A logistic regression model is then created and trained on the training set, followed by evaluating the model’s performance on the test set.
Finally, a new tumor is created, and its probability of being malignant is predicted using the trained model’s predict_proba method. The predicted probability is printed to the console.
11. Titanic survival prediction
This code performs logistic regression on the Titanic dataset to predict whether a passenger survived or not based on their features.
import pandas as pd
from sklearn.linear_model import LogisticRegression
from sklearn.model_selection import train_test_split
# Load the dataset
data = pd.read_csv('titanic_data.csv')
X = data.drop('Survived', axis=1)
y = data['Survived']
# Split the dataset into training and test sets
X_train, X_test, y_train, y_test = train_test_split(
X, y, test_size=0.2, random_state=42)
# Train a logistic regression model on the training set
model = LogisticRegression()
model.fit(X_train, y_train)
# Evaluate the model's performance on the test set
accuracy = model.score(X_test, y_test)
print("Accuracy: {:.2f}%".format(accuracy * 100))

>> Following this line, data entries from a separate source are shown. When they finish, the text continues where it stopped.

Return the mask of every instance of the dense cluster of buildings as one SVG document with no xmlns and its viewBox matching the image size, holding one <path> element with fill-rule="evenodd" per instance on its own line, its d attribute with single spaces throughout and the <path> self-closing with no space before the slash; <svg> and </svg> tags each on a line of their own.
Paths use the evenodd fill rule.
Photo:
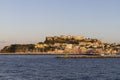
<svg viewBox="0 0 120 80">
<path fill-rule="evenodd" d="M 98 39 L 84 36 L 46 37 L 44 42 L 30 45 L 11 45 L 4 47 L 3 53 L 39 53 L 39 54 L 117 54 L 120 44 L 104 43 Z"/>
<path fill-rule="evenodd" d="M 46 37 L 44 43 L 35 44 L 36 49 L 51 47 L 47 53 L 70 54 L 117 54 L 120 53 L 120 44 L 104 43 L 98 39 L 83 36 L 54 36 Z M 43 50 L 43 51 L 44 51 Z"/>
</svg>

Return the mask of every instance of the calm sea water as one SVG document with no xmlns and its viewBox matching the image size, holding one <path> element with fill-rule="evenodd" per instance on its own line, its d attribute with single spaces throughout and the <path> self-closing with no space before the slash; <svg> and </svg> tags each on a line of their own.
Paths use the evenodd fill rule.
<svg viewBox="0 0 120 80">
<path fill-rule="evenodd" d="M 0 55 L 0 80 L 120 80 L 120 59 Z"/>
</svg>

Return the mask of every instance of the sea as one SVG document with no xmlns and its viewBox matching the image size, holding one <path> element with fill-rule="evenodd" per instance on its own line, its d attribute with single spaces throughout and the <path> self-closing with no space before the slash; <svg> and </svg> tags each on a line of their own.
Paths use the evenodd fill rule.
<svg viewBox="0 0 120 80">
<path fill-rule="evenodd" d="M 0 55 L 0 80 L 120 80 L 119 58 Z"/>
</svg>

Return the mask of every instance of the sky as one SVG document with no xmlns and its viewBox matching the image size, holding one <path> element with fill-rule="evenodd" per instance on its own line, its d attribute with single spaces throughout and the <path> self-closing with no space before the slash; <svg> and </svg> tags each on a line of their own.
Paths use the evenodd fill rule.
<svg viewBox="0 0 120 80">
<path fill-rule="evenodd" d="M 0 0 L 0 48 L 46 36 L 120 43 L 120 0 Z"/>
</svg>

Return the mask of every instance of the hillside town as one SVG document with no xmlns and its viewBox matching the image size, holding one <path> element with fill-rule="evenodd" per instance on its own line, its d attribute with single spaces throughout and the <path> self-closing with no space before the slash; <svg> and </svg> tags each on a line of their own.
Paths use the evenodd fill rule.
<svg viewBox="0 0 120 80">
<path fill-rule="evenodd" d="M 61 35 L 46 37 L 37 44 L 12 44 L 1 50 L 4 53 L 18 54 L 119 54 L 120 44 L 105 43 L 84 36 Z"/>
</svg>

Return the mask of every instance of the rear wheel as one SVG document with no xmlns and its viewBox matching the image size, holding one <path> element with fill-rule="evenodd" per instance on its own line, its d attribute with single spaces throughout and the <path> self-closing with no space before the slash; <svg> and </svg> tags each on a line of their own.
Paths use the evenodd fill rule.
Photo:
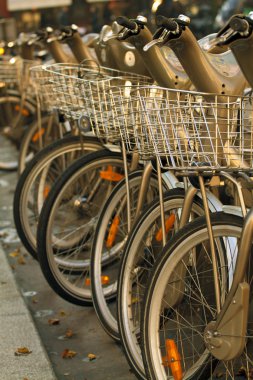
<svg viewBox="0 0 253 380">
<path fill-rule="evenodd" d="M 178 230 L 184 198 L 183 189 L 172 189 L 164 195 L 167 242 Z M 196 196 L 190 219 L 202 214 L 202 201 Z M 141 379 L 146 378 L 140 349 L 141 308 L 149 274 L 162 248 L 160 202 L 156 199 L 133 226 L 122 255 L 118 280 L 120 339 L 131 368 Z"/>
</svg>

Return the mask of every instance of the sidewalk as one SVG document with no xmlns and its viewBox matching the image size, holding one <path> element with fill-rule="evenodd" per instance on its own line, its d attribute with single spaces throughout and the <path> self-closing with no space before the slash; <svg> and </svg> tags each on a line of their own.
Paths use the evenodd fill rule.
<svg viewBox="0 0 253 380">
<path fill-rule="evenodd" d="M 56 380 L 0 245 L 0 380 Z M 16 356 L 26 347 L 28 355 Z"/>
</svg>

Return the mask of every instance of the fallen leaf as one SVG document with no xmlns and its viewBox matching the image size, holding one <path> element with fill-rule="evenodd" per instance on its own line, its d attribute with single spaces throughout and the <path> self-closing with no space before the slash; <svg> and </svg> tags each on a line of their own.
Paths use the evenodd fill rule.
<svg viewBox="0 0 253 380">
<path fill-rule="evenodd" d="M 61 354 L 61 357 L 63 358 L 63 359 L 71 359 L 71 358 L 73 358 L 74 356 L 76 356 L 77 355 L 77 352 L 75 352 L 75 351 L 71 351 L 71 350 L 69 350 L 68 348 L 66 348 L 64 351 L 63 351 L 63 353 Z"/>
<path fill-rule="evenodd" d="M 65 337 L 66 338 L 71 338 L 73 336 L 73 331 L 71 329 L 67 329 L 67 331 L 65 332 Z"/>
<path fill-rule="evenodd" d="M 27 348 L 27 347 L 19 347 L 15 351 L 15 355 L 16 356 L 29 355 L 31 353 L 32 353 L 32 351 L 30 351 L 29 348 Z"/>
<path fill-rule="evenodd" d="M 9 253 L 10 257 L 18 257 L 19 255 L 20 255 L 20 249 L 19 248 L 15 249 L 15 251 Z"/>
<path fill-rule="evenodd" d="M 25 265 L 26 264 L 24 256 L 19 256 L 18 257 L 18 264 L 19 265 Z"/>
<path fill-rule="evenodd" d="M 52 318 L 52 319 L 49 319 L 48 320 L 48 324 L 49 325 L 59 325 L 60 324 L 60 320 L 59 319 L 57 319 L 57 318 Z"/>
<path fill-rule="evenodd" d="M 94 354 L 88 354 L 88 358 L 90 359 L 90 361 L 92 361 L 95 360 L 97 357 Z"/>
</svg>

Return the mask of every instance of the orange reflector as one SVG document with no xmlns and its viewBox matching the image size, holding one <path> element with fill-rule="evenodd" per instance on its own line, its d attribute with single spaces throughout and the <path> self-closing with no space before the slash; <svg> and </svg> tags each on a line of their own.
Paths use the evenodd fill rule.
<svg viewBox="0 0 253 380">
<path fill-rule="evenodd" d="M 38 141 L 39 138 L 44 135 L 44 133 L 45 128 L 40 128 L 40 130 L 33 135 L 32 142 Z"/>
<path fill-rule="evenodd" d="M 15 111 L 20 111 L 23 116 L 29 116 L 29 111 L 25 108 L 22 108 L 21 110 L 20 106 L 18 105 L 15 106 Z"/>
<path fill-rule="evenodd" d="M 108 165 L 107 170 L 101 170 L 100 178 L 105 179 L 106 181 L 119 182 L 124 176 L 113 171 L 112 166 Z"/>
<path fill-rule="evenodd" d="M 110 282 L 110 277 L 109 276 L 101 276 L 101 284 L 102 285 L 108 285 Z M 87 277 L 84 281 L 86 286 L 90 286 L 91 280 L 89 277 Z"/>
<path fill-rule="evenodd" d="M 176 220 L 175 214 L 171 214 L 166 220 L 165 220 L 165 231 L 166 234 L 171 230 L 171 228 L 174 226 Z M 159 229 L 159 231 L 156 234 L 156 241 L 162 241 L 163 238 L 163 231 L 162 228 Z"/>
<path fill-rule="evenodd" d="M 44 199 L 47 198 L 47 196 L 49 194 L 49 191 L 50 191 L 50 186 L 49 185 L 45 185 L 45 187 L 43 189 L 43 197 L 44 197 Z"/>
<path fill-rule="evenodd" d="M 163 365 L 165 367 L 170 367 L 174 380 L 182 380 L 183 371 L 181 367 L 181 357 L 175 341 L 173 339 L 166 339 L 165 347 L 167 356 L 163 357 Z"/>
<path fill-rule="evenodd" d="M 105 244 L 106 248 L 112 248 L 115 242 L 117 233 L 118 233 L 118 229 L 119 229 L 119 217 L 116 215 L 113 218 L 112 224 L 108 232 L 108 236 L 107 236 L 106 244 Z"/>
</svg>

# Predict the probability of a passenger surviving for new data
new_passenger = [1, 0, 30, 1, 0, 7.25]
survival_probability = model.predict_proba([new_passenger])[0][1]
print(
"Probability of survival: {:.2f}%".format(survival_probability * 100))
In this code, we load the Titanic survival prediction dataset and split it into training and test sets. We then train a logistic regression model on the training set, and evaluate its performance on the test set. Finally, we use the model to predict the probability of survival for a new passenger using their features (e.g. age, gender, ticket fare).
Conclusion
In conclusion, logistic regression is a powerful machine learning algorithm that can be used for a variety of classification problems, including spam classification, breast cancer classification, survival prediction in the Titanic dataset, and predicting heart disease. It works by finding the best-fit line that separates the classes in the dataset and uses that line to make predictions on new data.
In Python, we can use libraries like pandas, scikit-learn, and matplotlib to perform logistic regression and visualize the results. By splitting the dataset into training and testing sets and evaluating the accuracy of the model on the testing set, we can assess how well the algorithm is performing and make improvements if necessary.
Overall, logistic regression is a valuable tool for data analysis and machine learning, and can be used in a wide range of applications in various fields.